Потом пришли сумерки, поток нарушителей иссяк тихонько, и дядя Миша удалился на скамеечку возле будки. Зажглась жидкая лампочка; где-то защелкал, запосвистывал соловей. Услыхав его, дядя Миша сразу же вспомнил своего руководящего обидчика. Нет, такое спустить нельзя! Гибнет государственное дело. Он открыл будку, нашел в бумагах бригадира Кости чистый лист, положил его на папку с «обоснованием» и, снова пристроившись на скамейке, стал писать:
«Товарищу Министру Строительства и Монтажа Нулевого цикла плотника-бетонщика СМУ треста „Энскстрой“ Гражданина Мохнутина
РАПОРТ-ЗАЯВЛЕНИЕ
относительно обоснования выдергивания, дальнейшего распрямления с помощью науки, а также сдачи в металлолом использованных в старой опалубке деревянного типа гвоздей различной длины и диаметра, а также относительно безобразного бюрократизма в этом вопросе, проявленного руководящим работником учреждения, подведомственного Вам, товарищ Министр Строительства и Монтажа, так называемым товарищем Соловьем. Этот так называемый руководящий товарищ, кроме того, что держит в своем кабинете птицу, не имеющую отношения к обстановке и источающую гнусный, зловонный запах…»
— Чего это ты тут строчишь?! — каркнул кто-то у него над ухом; дядя Миша оторопел и замер. Узкая кисть в темных нитяных перчатках легла на бумагу.
— Не отдам! — взвизгнул плотник.
— Тебя никто не спросит, — произнесли сверху.
И тут же белая папочка из тонкого картона с лежащим в ней «обоснованием» была вырвана из его рук и брошена вниз, прямо в зубы неведомо откуда взявшемуся черному пудельку, который порскнул во мглу.

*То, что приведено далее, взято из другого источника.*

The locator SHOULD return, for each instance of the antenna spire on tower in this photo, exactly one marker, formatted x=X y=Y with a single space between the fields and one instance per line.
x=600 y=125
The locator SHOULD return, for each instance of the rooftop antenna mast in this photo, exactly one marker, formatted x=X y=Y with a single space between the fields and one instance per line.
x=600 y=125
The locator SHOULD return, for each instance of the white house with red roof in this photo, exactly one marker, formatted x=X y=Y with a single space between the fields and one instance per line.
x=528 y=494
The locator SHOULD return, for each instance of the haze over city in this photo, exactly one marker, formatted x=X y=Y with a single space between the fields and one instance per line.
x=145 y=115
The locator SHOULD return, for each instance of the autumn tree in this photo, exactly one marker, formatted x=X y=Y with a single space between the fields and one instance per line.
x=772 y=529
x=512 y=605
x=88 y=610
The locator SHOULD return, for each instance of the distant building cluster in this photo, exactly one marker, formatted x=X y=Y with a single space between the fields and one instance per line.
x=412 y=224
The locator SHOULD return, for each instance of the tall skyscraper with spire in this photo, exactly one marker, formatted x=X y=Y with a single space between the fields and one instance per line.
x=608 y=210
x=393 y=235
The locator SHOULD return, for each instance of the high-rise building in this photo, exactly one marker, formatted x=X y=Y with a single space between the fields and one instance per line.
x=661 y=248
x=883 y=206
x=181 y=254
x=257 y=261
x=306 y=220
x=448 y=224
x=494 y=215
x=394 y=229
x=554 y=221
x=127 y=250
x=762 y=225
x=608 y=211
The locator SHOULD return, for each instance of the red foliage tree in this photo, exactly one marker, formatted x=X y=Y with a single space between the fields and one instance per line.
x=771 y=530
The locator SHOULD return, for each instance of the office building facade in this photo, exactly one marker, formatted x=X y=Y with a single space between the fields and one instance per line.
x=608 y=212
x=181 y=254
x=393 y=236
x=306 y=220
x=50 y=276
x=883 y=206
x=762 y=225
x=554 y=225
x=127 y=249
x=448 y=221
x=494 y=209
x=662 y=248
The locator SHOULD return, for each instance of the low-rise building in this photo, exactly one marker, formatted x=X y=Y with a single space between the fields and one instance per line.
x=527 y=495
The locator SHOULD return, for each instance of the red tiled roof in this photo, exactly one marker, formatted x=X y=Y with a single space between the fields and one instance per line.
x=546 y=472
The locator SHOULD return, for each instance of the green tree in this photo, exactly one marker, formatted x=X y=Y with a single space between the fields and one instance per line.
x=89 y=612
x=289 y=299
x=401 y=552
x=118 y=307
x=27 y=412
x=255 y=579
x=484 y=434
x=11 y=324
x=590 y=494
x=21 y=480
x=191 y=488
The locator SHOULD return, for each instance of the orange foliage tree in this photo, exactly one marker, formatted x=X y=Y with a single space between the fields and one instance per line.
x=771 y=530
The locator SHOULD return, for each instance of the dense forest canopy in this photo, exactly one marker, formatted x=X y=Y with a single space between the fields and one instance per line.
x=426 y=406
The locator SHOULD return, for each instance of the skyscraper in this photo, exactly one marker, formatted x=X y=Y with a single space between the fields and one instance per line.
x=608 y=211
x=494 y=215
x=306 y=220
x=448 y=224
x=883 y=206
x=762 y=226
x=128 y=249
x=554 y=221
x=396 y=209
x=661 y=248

«Так вот кто это!» — подумал Мохнутин и, повернув голову, убедился в правильности мысли: рядом, за плечом, стояла Комендантша. Горесть об утраченных бумагах перешла в ненависть, заледенила:
— Вы что это, гражданка, позволяете себе? Поч-чему на объекте?! Смирно! Равняйсь! А-т я тебя-а!.. — И он бросился к старухе с намерением заломить ей руки и представить куда следует. Но она с несвойственной возрасту легкостью ускользнула от него, отбежала в сторону, на бегу стаскивая с себя плащ. Словно тореадор, вытянула руку и подняла его вверх, — теперь только он белел в темноте да старухино лицо, неестественно бледное. И когда дядя Миша снова побежал на нее, она выбросила плащ вперед себя. Плащ опутал тело, повис непонятной тяжестью, однако стряхнуть его оказалось непросто. С ужасом плотник почувствовал, что плащ намертво висит на нем, и не только висит, но и упруго борется, крутит, пытается уронить на землю. Ах, ах ты!.. Вроде сил в нем было и не шибко много, но — куда девать сковавший тело страх? Плащ и упасть не давал: вертелся, в обнимку гнул туда-сюда шею, словно баловался, а Комендантша бегала рядом и подзадоривала:
— Одолевай, обарывай! Жми его, дави! Одолевай обарывай!